Lognes–Émerainville aerodrome (French: aérodrome de Lognes–Émerainville) (ICAO : LFPL, IATA: XLG) is an aerodrome serving Lognes, in France. It is located 28 km east of Paris and 1.5 km south of Lognes. It is located along A4 autoroute and Francilienne highways.

== Traffic ==
The airfield is open to light aviation under visual flight rules and to international traffic (upon request). In 2014, Lognes aerodrome handled 80,568 aircraft movements, and is today the second busiest airport in France in terms of movements (after Toussus le Noble airport). Traffic at Lognes mainly consists of general aviation (tourism, flight schools and helicopters).

== Facilities ==

The aerodrome is located at an elevation of 359 feet above mean sea level. It has one paved runway (26/08 paved) which measures 700 × 20 meters, and one unpaved runway (26/08 unpaved) which measures 1,100 × 100 meters.

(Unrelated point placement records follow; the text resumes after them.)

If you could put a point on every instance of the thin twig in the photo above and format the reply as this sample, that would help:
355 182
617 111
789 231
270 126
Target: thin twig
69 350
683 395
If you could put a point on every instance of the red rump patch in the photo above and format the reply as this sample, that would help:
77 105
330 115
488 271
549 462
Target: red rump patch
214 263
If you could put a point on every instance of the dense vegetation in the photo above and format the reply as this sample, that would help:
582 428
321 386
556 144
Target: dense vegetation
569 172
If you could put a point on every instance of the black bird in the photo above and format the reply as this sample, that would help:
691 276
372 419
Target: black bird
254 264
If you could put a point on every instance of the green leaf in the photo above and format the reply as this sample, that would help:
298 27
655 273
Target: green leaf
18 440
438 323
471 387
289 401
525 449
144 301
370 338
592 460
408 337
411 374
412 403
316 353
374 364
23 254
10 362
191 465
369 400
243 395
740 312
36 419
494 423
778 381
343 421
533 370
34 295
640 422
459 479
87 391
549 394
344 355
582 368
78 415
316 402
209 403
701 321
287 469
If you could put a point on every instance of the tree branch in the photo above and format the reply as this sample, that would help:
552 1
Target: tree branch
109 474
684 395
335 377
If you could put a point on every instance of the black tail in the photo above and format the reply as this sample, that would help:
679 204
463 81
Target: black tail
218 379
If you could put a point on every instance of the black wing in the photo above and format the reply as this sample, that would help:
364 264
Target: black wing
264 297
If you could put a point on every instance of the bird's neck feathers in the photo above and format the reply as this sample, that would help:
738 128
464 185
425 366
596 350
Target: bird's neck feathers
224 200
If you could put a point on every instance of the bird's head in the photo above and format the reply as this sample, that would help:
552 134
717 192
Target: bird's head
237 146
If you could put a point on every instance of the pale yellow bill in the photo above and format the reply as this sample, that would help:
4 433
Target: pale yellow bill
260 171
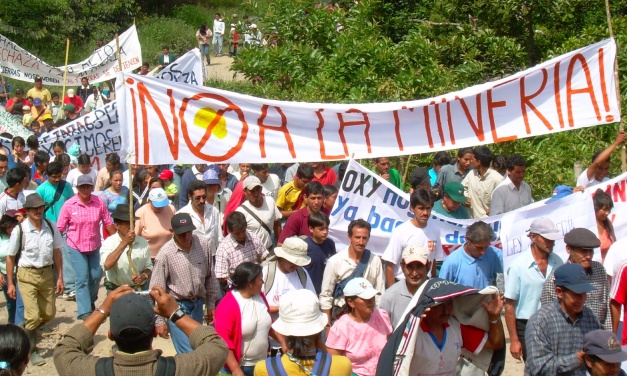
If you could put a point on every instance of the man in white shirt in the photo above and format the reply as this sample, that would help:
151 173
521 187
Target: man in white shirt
262 214
218 35
204 216
599 169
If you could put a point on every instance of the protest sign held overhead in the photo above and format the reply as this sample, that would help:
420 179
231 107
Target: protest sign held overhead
101 65
199 124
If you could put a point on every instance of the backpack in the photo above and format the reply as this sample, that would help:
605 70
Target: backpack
358 272
321 367
166 366
272 272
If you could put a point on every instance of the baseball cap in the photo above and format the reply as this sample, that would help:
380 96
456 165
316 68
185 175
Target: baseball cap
419 176
545 228
251 182
582 238
573 277
360 287
132 311
210 176
415 252
158 198
182 222
166 175
605 345
84 180
455 191
33 200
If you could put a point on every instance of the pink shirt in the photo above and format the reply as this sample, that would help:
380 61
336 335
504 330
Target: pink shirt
81 222
363 342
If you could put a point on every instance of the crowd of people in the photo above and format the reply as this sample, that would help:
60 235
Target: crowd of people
244 249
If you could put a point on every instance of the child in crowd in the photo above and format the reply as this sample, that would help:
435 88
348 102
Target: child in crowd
319 247
170 188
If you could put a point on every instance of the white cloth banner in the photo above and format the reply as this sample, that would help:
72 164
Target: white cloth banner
200 124
365 195
98 133
102 65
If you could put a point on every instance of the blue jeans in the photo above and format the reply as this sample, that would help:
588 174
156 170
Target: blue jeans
217 44
10 302
88 275
179 338
68 270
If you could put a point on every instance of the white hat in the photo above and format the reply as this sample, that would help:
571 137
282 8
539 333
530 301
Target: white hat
360 287
294 250
299 314
158 197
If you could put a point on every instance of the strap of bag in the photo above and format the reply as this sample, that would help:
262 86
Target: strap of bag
57 195
257 219
358 272
275 367
322 366
166 366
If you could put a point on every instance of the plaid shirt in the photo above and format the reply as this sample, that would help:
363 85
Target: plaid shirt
553 340
597 300
186 275
81 222
230 254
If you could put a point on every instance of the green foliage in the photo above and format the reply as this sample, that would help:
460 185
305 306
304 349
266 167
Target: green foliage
159 31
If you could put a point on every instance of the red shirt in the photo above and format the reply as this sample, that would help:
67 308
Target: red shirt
328 176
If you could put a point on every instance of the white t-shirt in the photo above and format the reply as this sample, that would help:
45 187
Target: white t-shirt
256 323
583 180
73 175
407 234
268 213
271 186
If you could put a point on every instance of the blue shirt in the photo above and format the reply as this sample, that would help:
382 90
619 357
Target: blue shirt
524 281
460 267
319 254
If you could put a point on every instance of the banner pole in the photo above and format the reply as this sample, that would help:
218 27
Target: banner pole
621 127
67 55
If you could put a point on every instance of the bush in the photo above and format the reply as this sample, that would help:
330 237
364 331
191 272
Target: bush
156 32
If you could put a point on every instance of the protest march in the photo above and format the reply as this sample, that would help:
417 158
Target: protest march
267 237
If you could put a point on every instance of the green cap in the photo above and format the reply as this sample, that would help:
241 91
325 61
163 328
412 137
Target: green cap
455 191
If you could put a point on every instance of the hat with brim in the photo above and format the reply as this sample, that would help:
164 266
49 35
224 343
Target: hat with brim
33 200
455 191
605 345
573 277
546 228
360 287
299 314
122 213
293 250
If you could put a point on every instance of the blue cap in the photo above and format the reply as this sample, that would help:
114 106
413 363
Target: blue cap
573 277
560 191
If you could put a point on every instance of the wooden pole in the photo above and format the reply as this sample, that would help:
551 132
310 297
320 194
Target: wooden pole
67 55
621 127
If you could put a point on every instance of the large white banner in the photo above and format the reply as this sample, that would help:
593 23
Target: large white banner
98 133
102 65
365 195
166 123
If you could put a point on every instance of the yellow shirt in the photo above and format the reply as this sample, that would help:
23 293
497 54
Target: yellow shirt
340 366
43 94
287 197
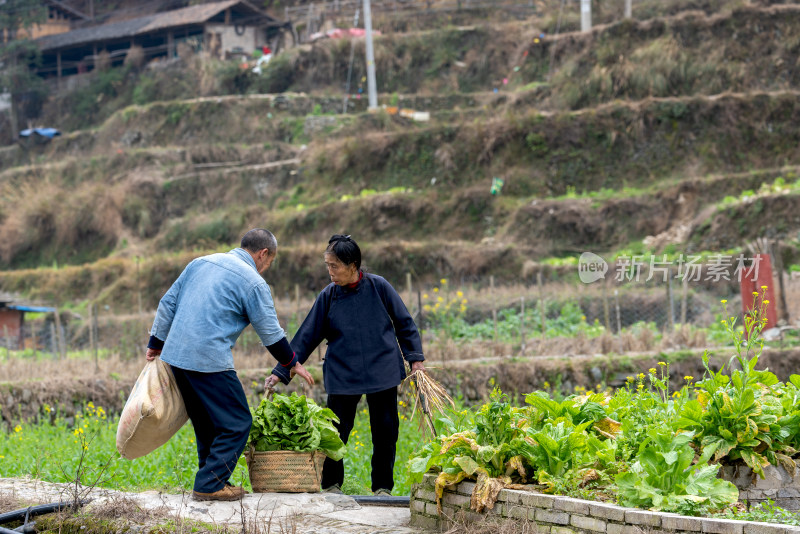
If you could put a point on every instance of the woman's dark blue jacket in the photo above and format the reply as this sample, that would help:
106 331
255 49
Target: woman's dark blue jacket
369 332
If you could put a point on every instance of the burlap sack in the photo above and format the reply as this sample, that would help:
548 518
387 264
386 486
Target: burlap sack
153 413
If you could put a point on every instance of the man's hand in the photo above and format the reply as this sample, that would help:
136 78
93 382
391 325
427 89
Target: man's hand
300 371
271 382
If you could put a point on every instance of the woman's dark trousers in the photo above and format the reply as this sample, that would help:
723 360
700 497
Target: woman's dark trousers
385 425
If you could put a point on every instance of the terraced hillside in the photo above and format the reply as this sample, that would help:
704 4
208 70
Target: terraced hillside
680 132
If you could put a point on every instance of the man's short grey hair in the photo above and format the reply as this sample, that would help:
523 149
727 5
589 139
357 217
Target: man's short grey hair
259 239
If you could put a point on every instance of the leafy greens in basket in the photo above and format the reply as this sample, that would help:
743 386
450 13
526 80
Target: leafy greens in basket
295 423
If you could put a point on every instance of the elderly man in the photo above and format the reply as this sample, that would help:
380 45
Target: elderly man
197 323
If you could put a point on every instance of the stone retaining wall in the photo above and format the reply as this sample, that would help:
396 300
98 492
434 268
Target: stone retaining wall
552 514
778 485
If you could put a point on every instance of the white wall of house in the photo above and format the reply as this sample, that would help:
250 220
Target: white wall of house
249 40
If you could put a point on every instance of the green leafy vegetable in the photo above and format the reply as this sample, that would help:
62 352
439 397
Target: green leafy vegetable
295 423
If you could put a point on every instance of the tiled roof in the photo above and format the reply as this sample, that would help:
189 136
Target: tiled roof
142 25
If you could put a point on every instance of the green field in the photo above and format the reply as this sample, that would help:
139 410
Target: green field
56 451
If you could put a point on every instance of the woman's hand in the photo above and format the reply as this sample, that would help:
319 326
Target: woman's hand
300 371
271 382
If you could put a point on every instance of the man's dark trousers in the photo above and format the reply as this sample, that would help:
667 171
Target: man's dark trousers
218 409
385 425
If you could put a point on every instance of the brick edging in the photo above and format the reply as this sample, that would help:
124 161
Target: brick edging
554 514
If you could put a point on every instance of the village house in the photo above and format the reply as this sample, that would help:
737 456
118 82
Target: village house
12 320
60 18
224 29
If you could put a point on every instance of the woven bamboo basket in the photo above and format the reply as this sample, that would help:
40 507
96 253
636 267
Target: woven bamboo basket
285 471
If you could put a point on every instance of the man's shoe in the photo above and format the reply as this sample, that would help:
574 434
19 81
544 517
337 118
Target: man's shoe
333 489
227 493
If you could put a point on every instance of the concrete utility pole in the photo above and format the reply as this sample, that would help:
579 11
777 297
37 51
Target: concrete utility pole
371 83
586 15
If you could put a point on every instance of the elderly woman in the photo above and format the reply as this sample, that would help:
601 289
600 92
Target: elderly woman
369 332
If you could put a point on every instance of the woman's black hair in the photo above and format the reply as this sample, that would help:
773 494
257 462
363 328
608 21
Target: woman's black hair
345 249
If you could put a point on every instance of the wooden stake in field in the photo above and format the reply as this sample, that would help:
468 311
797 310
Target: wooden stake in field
8 342
494 305
522 325
33 335
684 298
542 308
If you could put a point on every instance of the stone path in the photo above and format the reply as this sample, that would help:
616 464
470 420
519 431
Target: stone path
283 512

The aerodrome hosts 10 flight clubs (aeroclubs):

- Henri Guillaumet aeroclub
- Plane Air aeroclub
- Aigle de Saint Maur aeroclub
- Les Aiglons aeroclub
- La Brie aeroclub
- Sadi Lecointe aeroclub
- Paris Est aeroclub
- Lognes aeroclub
- Fly Academy flight school
- Aeroflight flight school

== Transportation ==

Lognes aerodrome is served by RATP bus 321 which goes to Lognes train station and by Seine-et-Marne express bus service to Meaux and Melun.